Deutsche Gesellschaft für Neurochirurgie. 65. Jahrestagung der Deutschen Gesellschaft für Neurochirurgie (DGNC). Dresden, 11.-14.05.2014. Düsseldorf: German Medical Science GMS Publishing House; 2014. DocP 113

doi: 10.3205/14dgnc509, urn:nbn:de:0183-14dgnc5099

Published: May 13, 2014

© 2014 Ratliff et al.
This is an Open Access article distributed under the terms of the Creative Commons Attribution License ( You are free: to Share – to copy, distribute and transmit the work, provided the original author and source are credited.

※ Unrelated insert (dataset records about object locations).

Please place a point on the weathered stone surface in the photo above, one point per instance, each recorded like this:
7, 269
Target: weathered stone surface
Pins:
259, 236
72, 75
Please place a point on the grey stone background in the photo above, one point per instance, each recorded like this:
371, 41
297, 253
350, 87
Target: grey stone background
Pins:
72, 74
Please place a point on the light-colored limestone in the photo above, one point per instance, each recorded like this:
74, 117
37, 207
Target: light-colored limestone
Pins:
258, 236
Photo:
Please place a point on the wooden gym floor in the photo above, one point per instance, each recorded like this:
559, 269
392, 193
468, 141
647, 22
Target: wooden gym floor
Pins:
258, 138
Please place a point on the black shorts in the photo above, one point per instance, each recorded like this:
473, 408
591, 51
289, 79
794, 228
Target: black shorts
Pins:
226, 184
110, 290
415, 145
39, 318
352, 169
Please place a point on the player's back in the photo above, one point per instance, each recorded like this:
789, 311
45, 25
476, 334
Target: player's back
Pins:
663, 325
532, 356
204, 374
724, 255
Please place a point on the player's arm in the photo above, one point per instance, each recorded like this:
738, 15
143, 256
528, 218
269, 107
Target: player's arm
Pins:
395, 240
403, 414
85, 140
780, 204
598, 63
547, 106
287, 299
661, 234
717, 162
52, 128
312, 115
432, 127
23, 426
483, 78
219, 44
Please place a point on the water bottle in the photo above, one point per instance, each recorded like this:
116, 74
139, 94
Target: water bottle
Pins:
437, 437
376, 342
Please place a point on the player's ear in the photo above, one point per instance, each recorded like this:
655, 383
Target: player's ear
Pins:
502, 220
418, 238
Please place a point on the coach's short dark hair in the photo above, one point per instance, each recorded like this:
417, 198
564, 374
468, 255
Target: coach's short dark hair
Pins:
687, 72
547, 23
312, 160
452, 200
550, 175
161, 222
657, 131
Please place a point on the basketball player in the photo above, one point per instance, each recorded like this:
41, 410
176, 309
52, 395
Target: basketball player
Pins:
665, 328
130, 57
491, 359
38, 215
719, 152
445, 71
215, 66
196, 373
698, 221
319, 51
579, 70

Objective: Here we present a rare case of an infant suffering from foramina parietalia permagna combined with an atretic cephalocele. Large parietal foramina are a rare clinical entity with a prevalence ranging from 1:15,000 to 1:25,000. The skull defect is usually identified on physical examination and confirmed radiographically. We present a case with an atretic cephalocele and large persistent parietal foramina that increased in size over time and were revealed during surgery.

Method: The female patient was presented to our department at 2 months of age. She was born at gestational age 38, with a birth weight of 2710 g. After birth a soft swelling was noted parietooccipial and diagnosed as a collection of cerebrospinal fluid underneath the skin. Over time this swelling was documented to grow in size. An MRI showed an occipital cephalocele surrounded by cerebrospinal fluid, an agenesis of the corpus callosum and a hypoplastic vermis. When first introduced to our department the patient showed wide sutures. The patient had no other neurological symptoms. During surgery the subdural collection of cerebrospinal fluid was identified as enlarged parietal foramina measuring 3x2 and 2x2.5 cm. The brain tissue was elevated above bone level and lacked a dural cover. Surgical treatment involved covering the brain tissue with an artificial dura substitute and performing cranioplasty using autolog bone fragments.

Results: The cosmetic result was satisfying. There have been no problems with the wound healing and no new neurological deficits occurred. So far we do not observe osteolysis of the autologous bone fragments. Long-therm follow-ups will be performed.

Conclusions: Cephaloceles have rarely been associated with enlarged parietal foramina. Only one other case was published. Developmentally enlarged parietal foramina arise as ossification defects involving the parietal bone. If the defect occurs bilaterally it is subsequently cleaved into two foramina by parasagittal islands of ossification. Typically the cleft decreases in size during development. This case is exceptional because the infant required surgery at a very early age. Also to our knowledge this is the only case in which the foramina parietalia increased in size. We hypothesize this is due to the fact that no dura was covering the pulsating brain underneath the bone defect, consequently the skull bone was exposed to cerebrospinal fluid which is suspected to cause osteolysis.